Inutile de se le cacher, le mouvement des gilets jaunes est donc bien, aussi, le théâtre de luttes d’influence musclées autour des thèmes de prédilection de l’extrême droite raciste. Mais malgré tous les efforts déployés, du sommet de l’Etat jusqu’aux groupuscules de la fachosphère, en passant par certains médias, pour que ces thèmes s’imposent, il semble que c’est le contraire qui est en train de se passer. Dans un appel intitulé “Nous sommes tou.te.s des gilets jaunes” publié sur Mediapart, le 4 février, des universitaires soulignent que “l’éclosion du mouvement a totalement bouleversé la vie de chaque participant, en reconstruisant des liens, en faisant émerger des questions communes au-­delà des ­anciennes positions idéologiques”.

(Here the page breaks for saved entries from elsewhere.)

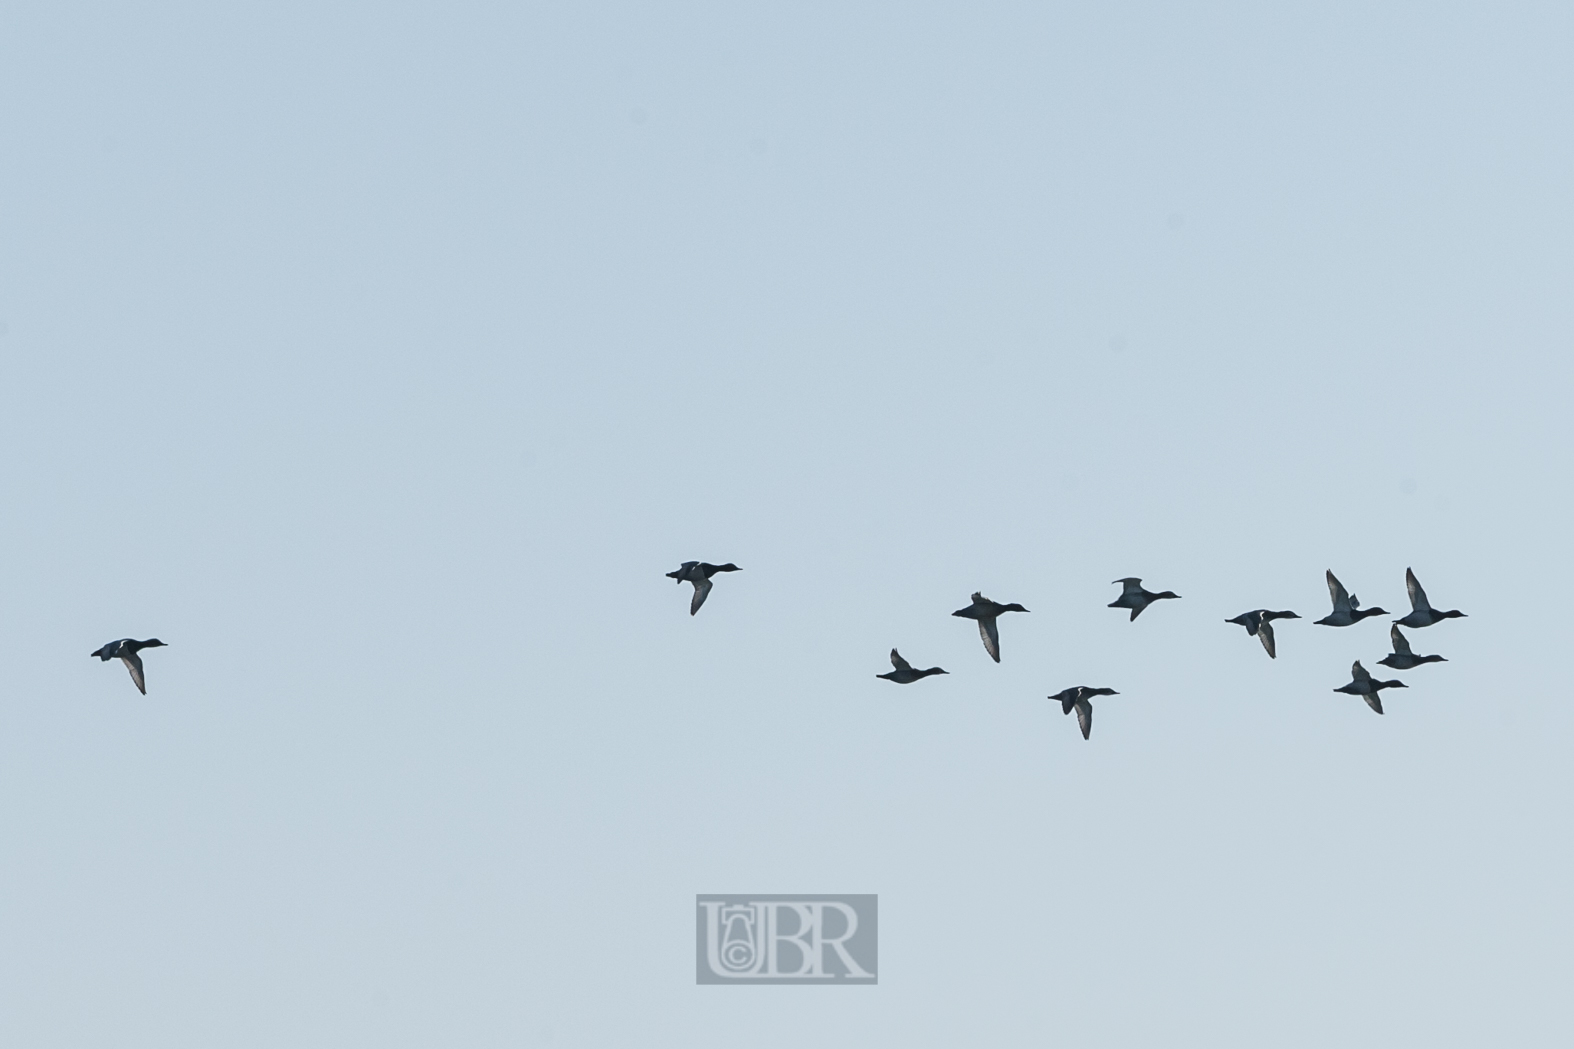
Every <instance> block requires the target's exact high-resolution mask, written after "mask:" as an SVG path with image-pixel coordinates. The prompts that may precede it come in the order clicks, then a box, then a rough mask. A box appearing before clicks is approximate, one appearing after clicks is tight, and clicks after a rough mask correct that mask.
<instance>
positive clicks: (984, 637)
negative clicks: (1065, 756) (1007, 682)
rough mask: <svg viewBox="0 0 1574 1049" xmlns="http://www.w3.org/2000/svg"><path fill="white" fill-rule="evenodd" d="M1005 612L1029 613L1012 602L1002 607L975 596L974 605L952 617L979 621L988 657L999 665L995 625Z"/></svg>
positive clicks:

Et comme nous l’évoquions ici même en janvier*, dans plusieurs endroits, la convergence s’opère doucement avec des revendications phares du mouvement de l’immigration et des banlieues. A Montpellier, ce sont les militants pro-palestiniens de Boycott, désinvestissement, sanctions (BDS) qui ont pu échanger avec des gilets jaunes sur les conflits au Moyen-Orient. A Toulouse, le comité Vérité et Justice 31 diffuse un prospectus rappelant que la violence policière “s’abat depuis des décennies sur les habitants des quartiers populaires” et invitant à ce que le mouvement donne “enfin une occasion de ­dépasser la division entre les banlieues et le reste de la France”. Au contraire des militants racistes, ils ne sont pas jetés des manifs. Le pouvoir va devoir se résoudre au fait que les vieux ressorts de la division identitaire ne fonctionnent pas avec ce mouvement. Et se faire une raison : c’est bien la question sociale, et rien d’autre, qui lui est aujourd’hui jetée au visage.